SOMETIMES WE HAVE TO WAIT
I hate waiting. I don’t like the hour lost here while I wait
at the doctor’s office. I don’t like the long car line after school to pick my
kids up. I hate the hour I have to wait for my son to finish his speech therapy
session. I hate waiting for my sister
who is always late and is perpetually “five minutes” from being ready
which always means thirty minutes. I don’t know. It’s kind of funny because I’m
not like this frantic person who tries to fill every minute of every day. But
there’s something about waiting that I just can’t stand.

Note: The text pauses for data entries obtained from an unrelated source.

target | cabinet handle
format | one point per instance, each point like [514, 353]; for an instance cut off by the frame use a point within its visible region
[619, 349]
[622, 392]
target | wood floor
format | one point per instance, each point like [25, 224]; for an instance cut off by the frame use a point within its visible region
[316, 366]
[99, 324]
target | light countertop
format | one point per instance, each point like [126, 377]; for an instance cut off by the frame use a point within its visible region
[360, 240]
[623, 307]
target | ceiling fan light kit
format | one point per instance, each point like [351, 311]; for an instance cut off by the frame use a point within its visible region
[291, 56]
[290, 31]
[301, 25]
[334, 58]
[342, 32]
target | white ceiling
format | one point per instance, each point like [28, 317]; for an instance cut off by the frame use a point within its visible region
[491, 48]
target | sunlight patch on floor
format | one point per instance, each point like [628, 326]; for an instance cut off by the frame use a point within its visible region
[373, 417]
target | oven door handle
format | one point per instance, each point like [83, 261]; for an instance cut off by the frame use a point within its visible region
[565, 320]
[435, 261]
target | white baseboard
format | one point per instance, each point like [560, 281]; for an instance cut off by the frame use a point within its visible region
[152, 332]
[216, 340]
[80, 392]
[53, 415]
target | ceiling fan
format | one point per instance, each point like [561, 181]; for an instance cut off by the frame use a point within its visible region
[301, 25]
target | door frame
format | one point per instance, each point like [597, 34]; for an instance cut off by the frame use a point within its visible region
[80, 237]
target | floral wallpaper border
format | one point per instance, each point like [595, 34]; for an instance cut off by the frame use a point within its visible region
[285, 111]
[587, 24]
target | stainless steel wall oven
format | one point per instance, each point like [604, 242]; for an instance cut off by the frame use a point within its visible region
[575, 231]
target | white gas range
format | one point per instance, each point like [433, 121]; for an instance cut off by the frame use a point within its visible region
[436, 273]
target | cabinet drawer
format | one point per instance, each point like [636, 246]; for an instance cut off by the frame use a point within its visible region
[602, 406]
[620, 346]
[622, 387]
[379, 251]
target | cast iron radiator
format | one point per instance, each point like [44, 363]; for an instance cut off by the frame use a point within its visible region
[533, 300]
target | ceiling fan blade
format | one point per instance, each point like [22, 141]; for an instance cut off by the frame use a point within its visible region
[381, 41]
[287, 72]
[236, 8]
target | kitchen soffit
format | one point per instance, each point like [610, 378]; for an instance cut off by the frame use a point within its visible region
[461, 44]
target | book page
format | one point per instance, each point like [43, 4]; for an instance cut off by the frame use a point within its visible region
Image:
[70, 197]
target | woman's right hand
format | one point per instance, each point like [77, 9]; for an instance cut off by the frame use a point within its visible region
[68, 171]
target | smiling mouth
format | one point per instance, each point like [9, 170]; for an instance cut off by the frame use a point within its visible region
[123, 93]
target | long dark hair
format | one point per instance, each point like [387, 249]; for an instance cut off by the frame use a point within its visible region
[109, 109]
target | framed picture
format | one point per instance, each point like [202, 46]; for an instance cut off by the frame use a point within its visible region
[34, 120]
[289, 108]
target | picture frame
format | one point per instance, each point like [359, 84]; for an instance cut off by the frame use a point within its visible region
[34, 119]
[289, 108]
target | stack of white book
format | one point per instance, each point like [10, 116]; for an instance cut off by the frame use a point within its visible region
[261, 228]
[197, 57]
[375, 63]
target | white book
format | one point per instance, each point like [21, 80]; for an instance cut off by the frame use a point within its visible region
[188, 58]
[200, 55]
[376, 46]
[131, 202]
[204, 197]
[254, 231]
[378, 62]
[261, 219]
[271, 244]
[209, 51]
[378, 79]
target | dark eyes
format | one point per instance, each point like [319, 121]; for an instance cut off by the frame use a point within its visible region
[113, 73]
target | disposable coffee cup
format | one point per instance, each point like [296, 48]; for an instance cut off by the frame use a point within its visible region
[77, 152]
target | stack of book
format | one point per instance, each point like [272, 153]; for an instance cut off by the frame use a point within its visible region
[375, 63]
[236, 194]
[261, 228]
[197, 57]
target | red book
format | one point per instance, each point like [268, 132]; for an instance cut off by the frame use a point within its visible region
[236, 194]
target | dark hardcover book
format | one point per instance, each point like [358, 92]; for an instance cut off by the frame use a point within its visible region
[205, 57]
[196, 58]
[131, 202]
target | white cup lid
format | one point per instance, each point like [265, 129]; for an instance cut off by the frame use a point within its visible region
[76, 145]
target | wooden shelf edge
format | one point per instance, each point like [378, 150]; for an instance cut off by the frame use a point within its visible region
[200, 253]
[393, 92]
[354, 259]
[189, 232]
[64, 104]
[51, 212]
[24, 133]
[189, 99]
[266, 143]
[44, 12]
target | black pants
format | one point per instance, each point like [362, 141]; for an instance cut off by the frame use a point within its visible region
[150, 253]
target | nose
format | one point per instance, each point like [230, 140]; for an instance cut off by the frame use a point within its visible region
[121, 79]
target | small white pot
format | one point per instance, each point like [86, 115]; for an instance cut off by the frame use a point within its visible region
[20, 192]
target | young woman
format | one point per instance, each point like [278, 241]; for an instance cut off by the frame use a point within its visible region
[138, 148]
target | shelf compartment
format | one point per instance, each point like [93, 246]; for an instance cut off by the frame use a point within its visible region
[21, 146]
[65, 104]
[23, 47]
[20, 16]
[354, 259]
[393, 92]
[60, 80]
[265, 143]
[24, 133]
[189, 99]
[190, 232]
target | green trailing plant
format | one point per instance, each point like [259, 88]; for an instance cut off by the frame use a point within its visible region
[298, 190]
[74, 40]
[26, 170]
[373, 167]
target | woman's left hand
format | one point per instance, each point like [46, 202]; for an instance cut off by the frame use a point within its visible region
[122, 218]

In a way, though, I’ve come to appreciate these times I hate
so much. These dreadful moments are moments that end up being important somehow
. . . to my creativity, to my continued struggle to understand and make sense
of the world, of life, in some way. It’s
time I spend reading, hoping I’ll find answers to the human struggle and
experience. It’s time spent getting to know a character who suddenly shows up
and trying to figure out why he showed up and what he has to tell me and how
I’m going to tell his story and why. It’s time my mind wanders and starts the,
“What if . . . “ that snowballs into a scene, or a story. It’s the time I use
to observe and take things in, the way a cloud morphs, the way people walk, or
talk, or stand, or interact, or what to make of an overheard conversation. In those moments, those dreaded, torturous
moments of waiting, is when I do a lot of thinking and “writing” and figuring out. And as writers, I think we’re always trying
to figure something out, right? Even
with the knowledge that it may be impossible, even with full knowledge that we
will never really figure it all out, but we try to make sense of bits of life
here and there, reach some conclusion.
My observations while I waited for the flu shot this
month:
An elderly woman reading a Nora Roberts novel. Her hands
trembled a lot and she read while holding a bookmark for each line and mouthed
all the words she read. Whenever she
wasn’t looking at her book, she looked terrified.
A woman with veins on her feet that looked like bulging blue
spiderwebs pressing outward from
underneath her skin. I know I saw her
two hours earlier when I first came into the store to check how long the wait,
not because of her clothes or her face. But because of her feet.
An average man with reddish hair and reddish mustache who
walked with the slightest of limps.
A young girl with a puffy pompom of a ponytail on top of her
hair who entertained the mostly elderly people around her by dancing around and
using the pharmacy area as a stage.
A woman who was 37 (I overheard her birthday while she
talked to the pharmacist) but looked 27, but who walked very nervously and a
bit self-consciously. As she stood
talking to the pharmacist, she kept slipping one black flat off and finding it
again with curled toes to slip it back on.
If I hadn’t had to wait for a while, I would have missed
these people, these things they do. And
I know, somehow, someway, these people help me. I would have missed how places
that aren’t hospitals can still kind of have the same smell of a hospital and
what does that mean . . . can any place be what we make of it? And I would miss a lot of moments like this, that
make me think about life. That make their way into my stories. That help me
find answers in some way, even as they fill my brain with more questions.
So, yeah, I’m grateful for these moments. And in general,
for the little inconveniences in life that usually serve a greater purpose.
I'm EXACTLY the same about waiting! I usually have either a paperback or my Kindle in my purse, so I can catch up on my reading...
ReplyDeleteI always carry a book around too. But now I'm thinking I should spend more time just watching people... thanks for the idea!